Several top nuclear scientists said to weigh resigning to protest judicial overhaul
Some of the country’s leading experts are discussing quitting the high level Atomic Energy Commission, TV report says
Several senior scientists on the Israel Atomic Energy Commission have threatened to resign to protest the government’s judicial overhaul, a Tuesday report said, a day after the government passed into law the first piece of legislation in its plan to diminish the judiciary.
The scientists are among several dozen experts who are “responsible for the development of Israel’s nuclear capability,” Channel 13 reported, referring to foreign reports about the Jewish state’s alleged nuclear weapons arsenal.
The report, which did not cite sources, said the scientists had been discussing their possible resignations in recent weeks, but there was no collective protest action, and that each of the scientists would decide on the matter individually.
The scientists were still deliberating the matter with each other and their predecessors, along with “heads of the scientific military community,” but have not breached the subject with their superiors, Channel 13 reported.
Southern Israel’s Dimona nuclear research facility, officially called the Shimon Peres Negev Nuclear Research Center, is the home of Israel’s alleged nuclear weapons program, according to foreign reports.
Foreign estimates have claimed that Israel maintains a nuclear weapons cache ranging from dozens to hundreds of warheads.

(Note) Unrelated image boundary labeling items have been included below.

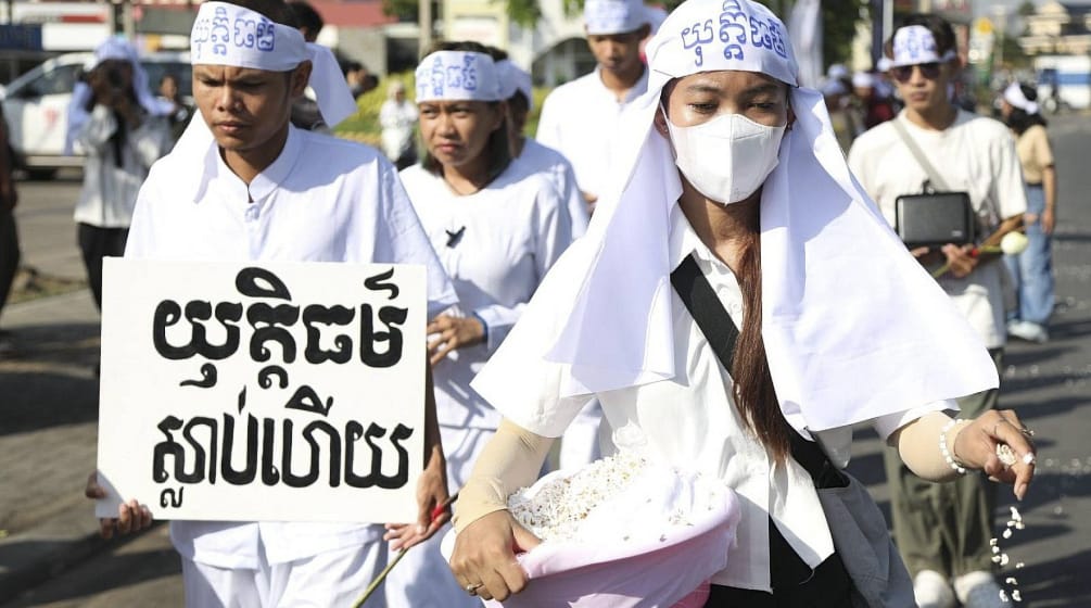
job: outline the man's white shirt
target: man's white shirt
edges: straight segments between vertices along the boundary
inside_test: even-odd
[[[902,111],[895,120],[913,136],[952,191],[967,192],[987,236],[1000,219],[1027,212],[1022,168],[1007,127],[963,110],[943,131],[913,124]],[[864,191],[895,225],[895,201],[920,194],[928,179],[891,122],[860,135],[849,152],[849,168]],[[951,297],[988,348],[1007,342],[1004,319],[1004,264],[980,264],[964,278],[947,273],[939,285]]]
[[[535,138],[572,163],[583,192],[598,196],[610,175],[614,133],[625,107],[648,91],[648,69],[622,102],[602,84],[601,69],[553,90],[542,104]]]
[[[579,247],[579,242],[573,247]],[[742,291],[734,274],[700,241],[678,205],[671,212],[669,248],[672,267],[686,255],[695,257],[731,320],[742,326]],[[562,260],[554,272],[564,273],[571,267]],[[571,277],[571,281],[579,279]],[[539,297],[553,293],[542,291]],[[555,302],[559,310],[565,310],[565,306],[566,302]],[[619,306],[624,306],[624,294],[619,294]],[[715,574],[712,583],[769,591],[769,516],[812,568],[834,552],[814,482],[793,460],[787,461],[787,466],[778,465],[747,428],[731,394],[730,374],[673,291],[671,323],[676,361],[673,379],[595,396],[601,402],[610,427],[616,429],[615,438],[624,437],[634,444],[646,440],[652,457],[671,466],[715,476],[739,494],[742,517],[736,545],[746,550],[732,552],[728,568]],[[513,339],[514,333],[521,335],[514,344],[533,350],[502,346],[487,366],[485,374],[475,382],[476,388],[493,398],[493,406],[505,418],[544,437],[563,433],[591,397],[560,397],[564,366],[547,361],[544,355],[555,339],[556,330],[526,323],[517,326]],[[587,331],[594,332],[594,327]],[[954,407],[950,402],[922,404],[875,418],[871,424],[885,439],[927,412],[950,407]],[[836,464],[843,466],[848,462],[851,428],[814,434]],[[724,547],[724,550],[730,548]]]

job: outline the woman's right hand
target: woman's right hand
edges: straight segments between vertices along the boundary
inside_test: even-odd
[[[92,500],[106,498],[106,490],[98,485],[98,473],[92,473],[87,476],[87,486],[84,488],[83,494]],[[151,525],[152,511],[148,510],[147,505],[133,499],[129,502],[122,502],[118,506],[116,518],[100,517],[98,520],[98,534],[103,538],[110,538],[113,536],[113,530],[119,534],[129,534],[140,532]]]
[[[503,601],[527,586],[527,574],[516,552],[533,549],[541,540],[505,511],[494,511],[466,526],[455,537],[451,570],[470,595]]]

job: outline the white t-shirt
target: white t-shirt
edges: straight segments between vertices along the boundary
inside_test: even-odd
[[[579,247],[577,243],[575,247]],[[703,274],[738,326],[743,322],[743,300],[734,275],[716,259],[693,231],[676,205],[671,212],[670,255],[676,267],[693,253]],[[565,272],[564,261],[554,272]],[[574,276],[573,282],[580,277]],[[560,281],[560,279],[559,279]],[[670,287],[667,287],[670,289]],[[694,322],[685,305],[672,291],[671,322],[676,375],[615,391],[597,393],[602,410],[615,429],[616,443],[647,441],[654,457],[686,470],[696,468],[722,479],[742,499],[738,545],[730,551],[728,568],[712,583],[769,591],[769,527],[778,529],[811,567],[834,551],[829,527],[810,475],[795,461],[776,465],[775,458],[742,421],[731,395],[732,380]],[[542,291],[539,297],[551,293]],[[623,298],[624,294],[619,294]],[[571,306],[571,303],[568,305]],[[563,302],[556,308],[564,310]],[[558,319],[561,321],[561,319]],[[516,341],[515,334],[518,333]],[[504,417],[535,433],[559,437],[592,395],[560,397],[563,371],[543,354],[556,338],[556,327],[520,324],[513,332],[513,346],[502,347],[478,377],[475,388],[489,395]],[[519,345],[527,350],[514,349]],[[530,351],[529,349],[538,349]],[[952,407],[936,402],[872,420],[880,437],[926,412]],[[813,433],[836,464],[848,460],[851,428]]]
[[[587,212],[584,194],[576,186],[576,174],[572,169],[572,163],[552,147],[542,145],[533,138],[527,138],[524,140],[523,154],[513,164],[526,175],[544,174],[553,182],[553,187],[568,208],[568,216],[572,218],[572,238],[584,236],[591,217]]]
[[[610,175],[614,132],[625,107],[648,91],[648,70],[623,102],[602,84],[599,68],[553,90],[542,104],[536,138],[572,162],[576,182],[598,196]]]
[[[200,120],[196,117],[195,120]],[[140,191],[127,258],[422,264],[429,313],[457,301],[397,178],[375,150],[291,128],[280,156],[249,188],[218,154],[170,154]],[[188,182],[208,179],[200,200]],[[248,201],[253,200],[252,203]],[[382,538],[381,525],[171,522],[182,557],[218,568],[269,563]]]
[[[1022,170],[1007,127],[963,110],[943,131],[913,124],[904,111],[895,120],[906,126],[948,189],[969,193],[979,225],[985,227],[984,236],[1002,219],[1026,213]],[[921,193],[928,179],[890,122],[856,139],[849,152],[849,168],[891,226],[895,200],[902,194]],[[1007,338],[1003,272],[1004,264],[994,261],[979,265],[964,278],[947,273],[939,279],[988,348],[1004,346]]]
[[[74,213],[74,219],[81,224],[128,228],[148,168],[173,144],[167,118],[145,114],[141,126],[125,134],[118,165],[110,141],[117,131],[113,111],[96,105],[75,134],[76,150],[87,155],[83,165],[83,188]]]
[[[488,327],[485,344],[455,350],[432,368],[440,424],[495,429],[500,415],[469,388],[470,380],[572,242],[564,202],[546,176],[520,175],[514,163],[465,196],[421,165],[404,169],[401,182],[455,285],[454,313],[476,314]]]

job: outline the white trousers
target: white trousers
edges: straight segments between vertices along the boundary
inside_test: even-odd
[[[216,568],[182,558],[187,608],[329,608],[352,606],[386,567],[386,544],[369,543],[257,570]],[[382,589],[364,608],[386,608]]]
[[[452,492],[463,487],[484,444],[494,434],[496,431],[491,429],[440,427],[447,458],[447,487]],[[391,570],[385,583],[389,608],[481,608],[481,600],[467,594],[455,581],[440,552],[440,541],[449,530],[447,524],[427,543],[412,547]],[[395,557],[392,551],[388,559]]]

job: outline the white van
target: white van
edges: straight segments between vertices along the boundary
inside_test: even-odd
[[[8,120],[8,139],[16,167],[33,178],[49,178],[60,167],[83,166],[82,156],[64,155],[68,105],[72,88],[94,59],[91,52],[70,52],[49,59],[0,90]],[[192,68],[188,52],[157,52],[141,58],[153,94],[164,74],[178,78],[183,99],[192,99]]]

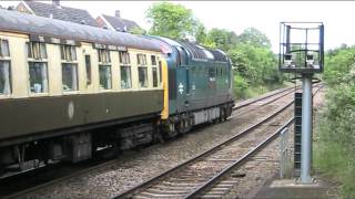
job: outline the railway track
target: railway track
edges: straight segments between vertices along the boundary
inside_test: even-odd
[[[318,86],[317,91],[320,88],[321,86]],[[275,123],[275,118],[292,104],[293,101],[231,139],[114,198],[223,197],[229,189],[236,185],[236,181],[223,180],[217,185],[216,182],[219,182],[223,176],[247,161],[252,155],[260,151],[270,142],[274,140],[277,135],[293,122],[293,118],[291,118],[281,127],[280,125],[272,125],[270,123]],[[284,119],[281,118],[281,121]],[[258,129],[267,123],[267,130]],[[270,134],[270,132],[273,133]],[[206,191],[209,189],[210,191]]]
[[[256,103],[256,102],[265,101],[267,98],[272,98],[272,102],[274,102],[274,101],[281,98],[282,96],[285,96],[285,95],[290,94],[292,92],[291,90],[294,90],[294,87],[274,92],[274,93],[265,95],[263,97],[253,100],[252,102]],[[270,104],[271,101],[266,101],[265,103]],[[248,103],[245,103],[245,104],[251,105],[252,103],[248,102]],[[240,109],[242,107],[247,106],[245,104],[241,105],[240,107],[236,107],[236,109]],[[29,192],[36,192],[37,190],[43,189],[43,188],[49,187],[51,185],[55,185],[55,184],[59,184],[59,182],[75,178],[75,177],[78,177],[80,175],[88,174],[88,172],[91,172],[93,170],[97,170],[97,169],[100,169],[102,167],[110,166],[110,165],[113,165],[113,164],[115,164],[115,160],[110,160],[110,161],[106,161],[106,163],[103,163],[103,164],[91,166],[90,168],[82,167],[82,169],[80,169],[80,170],[77,169],[77,171],[70,172],[69,175],[63,175],[63,177],[55,177],[55,179],[45,180],[45,182],[41,182],[39,186],[29,186],[29,188],[23,188],[21,191],[16,191],[14,193],[12,192],[12,193],[6,195],[6,196],[1,195],[1,197],[4,197],[4,198],[21,197],[21,196],[24,196],[24,195],[27,195]]]

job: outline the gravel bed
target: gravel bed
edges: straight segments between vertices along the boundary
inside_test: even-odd
[[[288,95],[288,102],[291,97]],[[256,118],[268,115],[277,106],[280,105],[271,103],[262,107],[261,112],[252,112],[242,117],[236,114],[225,123],[199,127],[172,142],[153,145],[140,151],[124,153],[113,166],[55,184],[29,193],[26,198],[111,198],[217,145],[246,126],[255,124]]]
[[[314,113],[324,105],[324,88],[314,97]],[[293,114],[293,113],[292,113]],[[291,115],[292,116],[292,115]],[[288,129],[288,149],[293,163],[293,126]],[[272,142],[262,151],[257,153],[252,159],[243,165],[237,172],[246,174],[246,177],[237,179],[237,186],[225,198],[254,198],[257,191],[268,179],[278,176],[280,172],[280,138]],[[265,161],[266,160],[266,161]],[[290,175],[290,174],[287,174]]]

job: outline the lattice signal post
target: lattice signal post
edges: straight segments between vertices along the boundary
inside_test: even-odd
[[[312,78],[324,64],[322,22],[281,22],[278,70],[302,75],[301,182],[311,184]]]

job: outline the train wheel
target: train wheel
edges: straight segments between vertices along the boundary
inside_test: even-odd
[[[179,133],[180,134],[185,134],[190,132],[192,128],[192,119],[190,117],[182,117],[180,123],[179,123]]]
[[[178,135],[175,126],[176,125],[172,122],[164,125],[162,135],[165,140],[169,140]]]

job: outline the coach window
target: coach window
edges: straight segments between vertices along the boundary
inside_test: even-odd
[[[29,81],[31,93],[48,93],[48,64],[45,44],[28,42]]]
[[[136,54],[136,60],[138,60],[138,75],[140,81],[140,87],[148,87],[146,55]]]
[[[159,82],[162,83],[162,61],[159,61]]]
[[[152,73],[153,73],[153,87],[158,87],[158,65],[156,65],[156,56],[151,55],[152,60]]]
[[[11,64],[8,40],[0,39],[0,95],[11,93]]]
[[[63,91],[78,91],[78,63],[75,46],[61,45],[61,57]]]
[[[111,76],[111,57],[110,51],[105,49],[99,49],[99,75],[100,75],[100,88],[111,90],[112,88],[112,76]]]
[[[91,59],[90,55],[85,55],[85,69],[87,69],[87,85],[91,84]]]
[[[128,90],[132,87],[131,80],[131,60],[130,53],[120,51],[120,71],[121,71],[121,88]]]

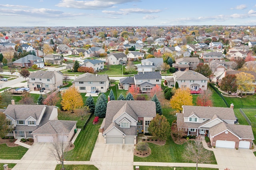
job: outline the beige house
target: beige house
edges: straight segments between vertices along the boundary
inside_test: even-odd
[[[53,90],[63,85],[63,74],[58,71],[38,71],[30,73],[28,83],[30,90],[44,88]]]

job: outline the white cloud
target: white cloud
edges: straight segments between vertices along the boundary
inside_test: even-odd
[[[144,17],[143,17],[143,18],[144,19],[146,19],[146,20],[154,20],[158,17],[159,16],[157,16],[147,15],[146,16],[145,16]]]

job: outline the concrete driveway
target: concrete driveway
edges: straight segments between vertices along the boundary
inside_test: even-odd
[[[255,170],[256,157],[248,149],[213,148],[219,169]]]
[[[134,144],[104,144],[98,136],[90,161],[99,170],[133,170]]]
[[[48,154],[51,144],[34,143],[12,170],[54,170],[57,162]]]

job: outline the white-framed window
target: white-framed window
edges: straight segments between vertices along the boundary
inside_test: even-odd
[[[120,125],[121,128],[130,128],[130,123],[125,122],[122,122]]]

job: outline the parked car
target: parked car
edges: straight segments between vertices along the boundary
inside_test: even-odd
[[[1,80],[1,81],[7,81],[7,79],[6,79],[6,78],[3,78],[2,79],[0,79],[0,80]]]

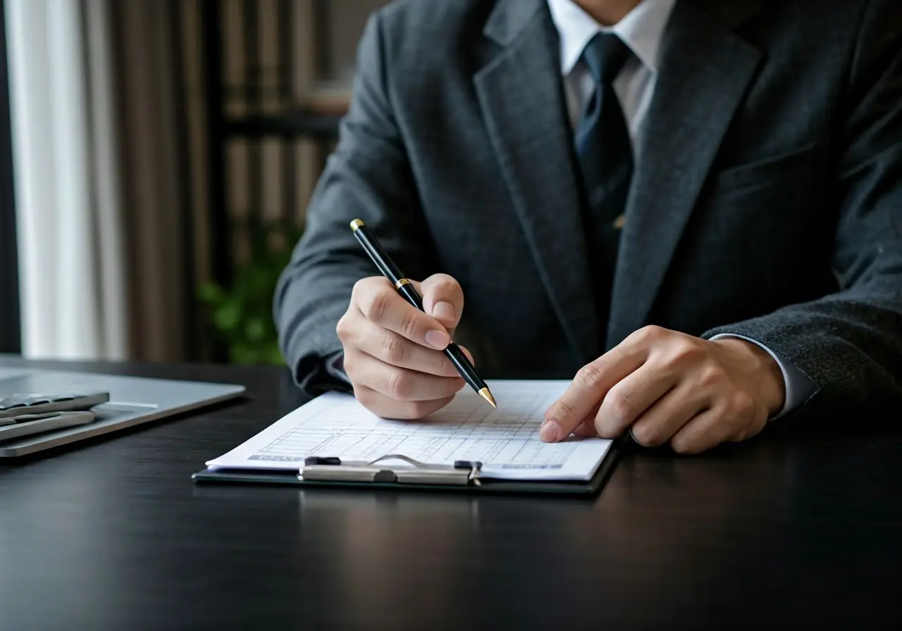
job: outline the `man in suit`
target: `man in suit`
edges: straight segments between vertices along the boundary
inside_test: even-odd
[[[698,453],[902,398],[900,231],[894,0],[400,0],[275,316],[310,393],[429,414],[453,334],[485,378],[573,379],[544,440]]]

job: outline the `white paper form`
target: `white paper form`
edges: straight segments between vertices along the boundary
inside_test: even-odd
[[[446,407],[419,421],[381,418],[351,395],[318,397],[250,440],[207,463],[210,468],[299,470],[308,456],[373,461],[400,454],[428,464],[479,461],[483,477],[590,480],[611,441],[538,437],[545,410],[566,389],[564,380],[490,380],[498,403],[466,388]],[[391,466],[402,465],[391,461]]]

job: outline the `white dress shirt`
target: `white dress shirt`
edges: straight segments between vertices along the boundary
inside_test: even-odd
[[[595,89],[594,80],[580,59],[583,49],[598,32],[616,33],[633,52],[614,79],[613,89],[627,119],[633,154],[639,154],[642,123],[651,102],[658,77],[661,39],[676,2],[676,0],[640,0],[636,8],[616,24],[603,26],[574,0],[548,0],[551,18],[560,37],[561,75],[564,78],[567,112],[574,129]],[[761,343],[743,335],[729,334],[716,335],[712,340],[722,337],[738,337],[754,343],[777,361],[783,373],[786,401],[783,409],[774,418],[802,405],[814,393],[815,385],[807,376],[788,361],[782,361]]]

But Israel has never formally acknowledged possessing a nuclear arsenal, instead maintaining a policy of “nuclear ambiguity.”
The threat from the scientists came amid concerns that protest resignations in the military would begin to harm Israel’s security. More than 10,000 military reservists have said they will not continue volunteering for reserve duty in protest of the judicial overhaul.
The reservists — who are a key part of the army’s routine activities, including in top units — have warned in recent months they will not be able to serve in an undemocratic Israel, which some charge the country will become if the government’s overhaul plans are realized.
The military warned on Tuesday that combat readiness may soon be harmed if reservist troops do not show up for duty over a lengthy period of time.
The IDF has said that the “cohesion,” or unity of the military, has already been harmed amid the protests and will take time to fix.
Dozens of former top security officials — including ex-heads of the IDF, Mossad and Shin Bet — sent a letter to Prime Minister Benjamin Netanyahu on Saturday calling on him to halt the judicial overhaul legislation to allow for renewed talks.
Alongside the military protests, the judicial overhaul has sparked massive, sustained street demonstrations and some labor strikes since the Netanyahu government announced the plan in January.